DevOps / Site Reliability Engineer (SRE)

Bayraktar Technologies

Bac Lieu, Vietnam

Fresher

This job is no longer accepting applications

Posted 3 months ago

Job Description

Summary

We are looking for DevOps / SRE team members who will take an active role in managing our highly available and scalable infrastructure within our Server Systems Management and DevOps team.

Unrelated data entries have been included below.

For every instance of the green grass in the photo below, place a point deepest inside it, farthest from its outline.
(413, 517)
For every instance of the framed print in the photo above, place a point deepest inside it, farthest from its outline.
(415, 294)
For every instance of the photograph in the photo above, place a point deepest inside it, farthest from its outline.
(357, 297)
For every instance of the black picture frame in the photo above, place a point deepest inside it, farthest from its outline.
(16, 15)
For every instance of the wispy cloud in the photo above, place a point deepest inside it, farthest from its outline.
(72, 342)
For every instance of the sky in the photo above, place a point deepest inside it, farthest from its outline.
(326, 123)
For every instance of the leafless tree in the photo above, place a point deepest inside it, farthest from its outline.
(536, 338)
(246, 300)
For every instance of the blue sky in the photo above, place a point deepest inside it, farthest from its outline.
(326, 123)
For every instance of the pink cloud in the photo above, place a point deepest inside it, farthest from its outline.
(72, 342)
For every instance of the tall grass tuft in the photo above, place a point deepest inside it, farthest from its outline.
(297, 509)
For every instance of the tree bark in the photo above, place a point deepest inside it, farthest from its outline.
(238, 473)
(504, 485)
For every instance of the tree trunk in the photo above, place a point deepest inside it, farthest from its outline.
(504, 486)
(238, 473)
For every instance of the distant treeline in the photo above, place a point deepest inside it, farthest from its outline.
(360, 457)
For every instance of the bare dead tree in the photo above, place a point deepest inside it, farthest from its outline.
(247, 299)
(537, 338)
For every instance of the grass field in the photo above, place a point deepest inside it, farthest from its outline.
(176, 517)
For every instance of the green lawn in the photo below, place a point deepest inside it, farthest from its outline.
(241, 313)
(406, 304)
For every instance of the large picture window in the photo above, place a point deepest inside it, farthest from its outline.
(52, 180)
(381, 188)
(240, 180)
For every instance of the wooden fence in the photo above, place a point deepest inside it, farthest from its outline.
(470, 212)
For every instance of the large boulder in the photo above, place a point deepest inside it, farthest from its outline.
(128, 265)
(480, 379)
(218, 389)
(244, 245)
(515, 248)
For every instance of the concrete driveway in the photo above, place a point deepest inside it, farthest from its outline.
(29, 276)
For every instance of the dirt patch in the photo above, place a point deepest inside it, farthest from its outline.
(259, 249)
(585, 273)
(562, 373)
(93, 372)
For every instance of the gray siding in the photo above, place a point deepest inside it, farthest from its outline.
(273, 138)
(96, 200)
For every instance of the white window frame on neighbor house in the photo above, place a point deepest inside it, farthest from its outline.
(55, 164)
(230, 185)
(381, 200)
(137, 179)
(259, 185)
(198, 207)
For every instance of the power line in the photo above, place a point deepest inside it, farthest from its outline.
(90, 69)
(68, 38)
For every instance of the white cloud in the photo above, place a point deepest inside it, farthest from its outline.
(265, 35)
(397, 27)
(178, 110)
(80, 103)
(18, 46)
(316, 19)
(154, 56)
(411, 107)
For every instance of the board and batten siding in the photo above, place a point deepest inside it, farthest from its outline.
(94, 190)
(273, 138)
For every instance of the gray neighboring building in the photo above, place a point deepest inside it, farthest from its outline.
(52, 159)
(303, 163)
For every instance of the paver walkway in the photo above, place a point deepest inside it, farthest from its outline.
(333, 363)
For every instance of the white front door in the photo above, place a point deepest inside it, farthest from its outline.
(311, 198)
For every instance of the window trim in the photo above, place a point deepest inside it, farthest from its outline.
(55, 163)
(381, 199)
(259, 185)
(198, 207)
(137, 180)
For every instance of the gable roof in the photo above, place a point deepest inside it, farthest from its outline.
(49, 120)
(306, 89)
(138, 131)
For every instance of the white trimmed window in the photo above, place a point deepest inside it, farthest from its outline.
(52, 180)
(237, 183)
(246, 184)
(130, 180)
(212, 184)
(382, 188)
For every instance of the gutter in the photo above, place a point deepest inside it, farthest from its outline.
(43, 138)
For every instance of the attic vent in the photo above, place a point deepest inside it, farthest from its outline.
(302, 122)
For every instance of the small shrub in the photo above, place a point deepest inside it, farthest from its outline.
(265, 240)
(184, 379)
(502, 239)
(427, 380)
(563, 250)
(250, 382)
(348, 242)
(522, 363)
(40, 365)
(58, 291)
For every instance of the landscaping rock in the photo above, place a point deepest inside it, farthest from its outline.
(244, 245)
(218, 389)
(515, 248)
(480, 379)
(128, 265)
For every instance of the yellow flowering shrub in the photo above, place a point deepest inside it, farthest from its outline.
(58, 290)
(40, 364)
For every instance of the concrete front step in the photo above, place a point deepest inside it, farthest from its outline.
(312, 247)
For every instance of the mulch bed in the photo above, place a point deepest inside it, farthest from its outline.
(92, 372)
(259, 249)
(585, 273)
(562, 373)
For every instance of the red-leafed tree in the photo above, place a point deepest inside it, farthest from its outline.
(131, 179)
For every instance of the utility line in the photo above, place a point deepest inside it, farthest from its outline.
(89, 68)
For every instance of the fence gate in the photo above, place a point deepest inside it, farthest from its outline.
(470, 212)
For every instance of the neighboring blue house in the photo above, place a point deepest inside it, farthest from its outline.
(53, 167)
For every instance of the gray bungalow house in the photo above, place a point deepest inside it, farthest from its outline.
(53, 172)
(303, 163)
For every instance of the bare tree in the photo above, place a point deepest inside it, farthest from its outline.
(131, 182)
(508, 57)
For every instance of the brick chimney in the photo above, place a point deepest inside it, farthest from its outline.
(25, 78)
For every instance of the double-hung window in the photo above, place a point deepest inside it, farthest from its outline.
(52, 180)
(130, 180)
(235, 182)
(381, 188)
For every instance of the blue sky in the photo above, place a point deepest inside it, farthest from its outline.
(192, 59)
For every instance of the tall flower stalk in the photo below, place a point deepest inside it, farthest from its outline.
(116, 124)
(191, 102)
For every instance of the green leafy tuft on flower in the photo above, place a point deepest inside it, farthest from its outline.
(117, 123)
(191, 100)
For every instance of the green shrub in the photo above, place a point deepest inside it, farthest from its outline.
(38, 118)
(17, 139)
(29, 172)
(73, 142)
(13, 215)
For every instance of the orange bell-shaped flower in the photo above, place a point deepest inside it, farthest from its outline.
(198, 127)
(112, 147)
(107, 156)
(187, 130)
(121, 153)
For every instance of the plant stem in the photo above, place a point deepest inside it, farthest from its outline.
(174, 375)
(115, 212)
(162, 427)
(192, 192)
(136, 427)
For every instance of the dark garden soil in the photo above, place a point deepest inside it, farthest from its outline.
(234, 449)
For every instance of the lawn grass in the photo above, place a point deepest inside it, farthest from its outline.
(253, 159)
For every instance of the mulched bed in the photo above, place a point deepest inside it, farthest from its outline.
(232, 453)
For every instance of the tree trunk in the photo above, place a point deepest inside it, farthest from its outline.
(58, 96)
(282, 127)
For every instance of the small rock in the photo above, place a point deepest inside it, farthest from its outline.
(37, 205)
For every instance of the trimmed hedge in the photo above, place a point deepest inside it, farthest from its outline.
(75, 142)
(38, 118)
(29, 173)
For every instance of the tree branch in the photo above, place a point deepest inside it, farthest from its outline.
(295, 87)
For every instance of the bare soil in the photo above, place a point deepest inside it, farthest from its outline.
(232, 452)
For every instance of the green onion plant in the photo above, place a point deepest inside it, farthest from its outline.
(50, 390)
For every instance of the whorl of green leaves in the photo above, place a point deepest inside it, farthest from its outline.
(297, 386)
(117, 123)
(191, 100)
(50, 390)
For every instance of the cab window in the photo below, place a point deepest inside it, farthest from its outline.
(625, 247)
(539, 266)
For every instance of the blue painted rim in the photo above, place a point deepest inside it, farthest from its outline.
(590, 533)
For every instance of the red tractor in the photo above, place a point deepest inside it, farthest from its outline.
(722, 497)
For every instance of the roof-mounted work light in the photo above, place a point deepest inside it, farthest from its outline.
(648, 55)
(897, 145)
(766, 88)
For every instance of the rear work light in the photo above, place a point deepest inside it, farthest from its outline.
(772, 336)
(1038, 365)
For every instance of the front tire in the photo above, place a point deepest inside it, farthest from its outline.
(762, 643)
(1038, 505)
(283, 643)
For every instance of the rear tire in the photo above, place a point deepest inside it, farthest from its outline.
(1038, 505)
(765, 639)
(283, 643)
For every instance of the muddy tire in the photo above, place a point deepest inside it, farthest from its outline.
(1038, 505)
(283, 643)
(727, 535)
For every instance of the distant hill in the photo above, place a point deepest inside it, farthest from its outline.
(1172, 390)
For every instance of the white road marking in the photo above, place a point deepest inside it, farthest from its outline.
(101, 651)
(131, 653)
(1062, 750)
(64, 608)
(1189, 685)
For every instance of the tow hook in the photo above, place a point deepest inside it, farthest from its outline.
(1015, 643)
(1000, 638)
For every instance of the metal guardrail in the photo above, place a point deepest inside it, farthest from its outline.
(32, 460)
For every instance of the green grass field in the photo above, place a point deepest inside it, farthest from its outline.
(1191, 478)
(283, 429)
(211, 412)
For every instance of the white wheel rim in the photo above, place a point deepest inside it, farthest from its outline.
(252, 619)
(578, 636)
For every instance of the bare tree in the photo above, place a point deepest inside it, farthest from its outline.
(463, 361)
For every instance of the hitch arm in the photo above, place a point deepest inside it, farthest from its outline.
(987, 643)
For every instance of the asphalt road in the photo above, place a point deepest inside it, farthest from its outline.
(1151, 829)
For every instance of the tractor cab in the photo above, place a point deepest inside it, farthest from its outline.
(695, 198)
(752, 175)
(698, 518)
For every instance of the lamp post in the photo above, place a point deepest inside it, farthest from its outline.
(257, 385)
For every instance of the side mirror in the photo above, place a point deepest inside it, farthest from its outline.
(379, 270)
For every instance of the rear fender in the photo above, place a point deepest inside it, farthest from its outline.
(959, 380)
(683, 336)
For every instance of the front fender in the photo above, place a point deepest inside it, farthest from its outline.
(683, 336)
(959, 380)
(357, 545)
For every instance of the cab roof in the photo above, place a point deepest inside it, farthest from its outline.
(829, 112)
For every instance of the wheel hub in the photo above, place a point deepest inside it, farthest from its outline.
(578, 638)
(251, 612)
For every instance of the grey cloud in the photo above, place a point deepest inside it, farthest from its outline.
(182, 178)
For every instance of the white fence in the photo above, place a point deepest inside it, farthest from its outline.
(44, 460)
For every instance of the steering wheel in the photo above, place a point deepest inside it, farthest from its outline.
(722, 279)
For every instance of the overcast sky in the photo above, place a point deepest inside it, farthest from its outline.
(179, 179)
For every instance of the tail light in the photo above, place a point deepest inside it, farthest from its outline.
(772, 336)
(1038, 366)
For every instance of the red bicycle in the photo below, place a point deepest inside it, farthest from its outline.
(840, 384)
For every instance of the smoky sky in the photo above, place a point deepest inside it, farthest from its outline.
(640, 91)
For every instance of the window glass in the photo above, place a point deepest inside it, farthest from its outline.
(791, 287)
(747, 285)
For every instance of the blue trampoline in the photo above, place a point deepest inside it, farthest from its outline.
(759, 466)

In this role, you will be responsible for ensuring the continuity of critical systems running in multi-cloud environments, primarily AWS and Huawei Cloud (HWC), and you will contribute to the improvement of automation, monitoring, and incident management processes.

Education

Bachelor's degree in Computer Engineering, Software Engineering, or a related engineering discipline, or equivalent practical experience.

Responsibilities

Infrastructure management and optimization in AWS and Huawei Cloud environments
Setup, management, and monitoring of Kubernetes clusters (production / pre-production)
Setup and improvement of CI/CD pipelines
Management of High Availability (HA) and Disaster Recovery (DR) scenarios
Management of monitoring and alerting infrastructure using tools such as Prometheus, Grafana, Loki, etc.
Performance, capacity, and cost optimization activities
Participation in on-call rotation and response to critical incidents
Improvement of security, logging, and backup processes
Close collaboration with development teams to resolve deployment and runtime issues

Qualifications

Proficiency in Linux system administration (preferably Ubuntu / CentOS)
Proficiency in Docker and container concepts
Proficiency in Kubernetes core components (Pods, Services, Ingress, Deployments, HPA, etc.)
Proficiency in at least one CI/CD tool (GitLab CI, GitHub Actions, Jenkins, etc.)
Knowledge of networking fundamentals (TCP/IP, DNS, NAT, Load Balancers, Firewalls)
Proficiency in monitoring and logging concepts
Strong problem-solving and analytical thinking skills
Ability to remain calm and act systematically during critical situations
Strong attention to documentation
Strong teamwork skills
Open to learning and self-improvement
Ability to adapt to rotational on-call duty when required
Strong sense of responsibility for minimizing downtime in critical systems
Ability to adapt to flexible working hours based on operational requirements

Preferred

Experience with AWS services (EC2, VPC, ALB/NLB, RDS, IAM, CloudWatch)
Experience with Huawei Cloud (HWC) or other cloud service providers
Knowledge of Infrastructure as Code tools (Terraform, Ansible, Helm)
Knowledge of Prometheus, Grafana, Loki, ELK
Experience working with systems such as OpenStack, Ceph, Couchbase, Elasticsearch
Experience with on-call and incident management